Das alles war am Anfang, vor dem Reden und Hören. Die Texte und Diskussionen sollen für sich selber sprechen. Notiert habe ich mir nur ein paar Literaturempfehlungen, die im Laufe der zwei vollen Tage in der ein oder anderen Form auftauchten:

  • Miljenko Jergowitsch, Der Walnussbaum (Sarah)
  • Recheis Käthe/Georg Bydlinski, Auch das Gras hat ein Lied (Sarah)
  • Lyrik von Günter Eich (Lars)
  • Theodor Kramer (Gerhard)
  • Swetlana Alexijewitsch, Secondhand-Zeit (Gerhard)
  • Timothy Snyder, Bloodlands. Europa zwischen Stalin und Hitler (Thomas, glaube ich)
  • Ulrike Guérot, Endspiel Europa (Christian)
  • Lene Voigt im Allgemeinen und Besonderen (Stephan)

sowie:

  • Das Zille- und Heimatmuseum Radeburg (Stephan empfahl, wir fuhren)

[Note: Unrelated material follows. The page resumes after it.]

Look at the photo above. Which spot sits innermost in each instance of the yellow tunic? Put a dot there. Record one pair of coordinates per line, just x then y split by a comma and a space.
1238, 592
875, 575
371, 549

Aus meiner Sicht brachte Thomas Schüler die Dringlichkeit der Themen, auch unserer Themen, mit einem einzigen Satz auf den Punkt: „Die Menschen können das irgendwann nicht mehr erzählen.“

Einige Impressionen vom Frühjahrseminar, 16. bis 18. Mai 2025 in Lampertswalde:

Text und Fotos: Andreas Schrock. Danke an alle. 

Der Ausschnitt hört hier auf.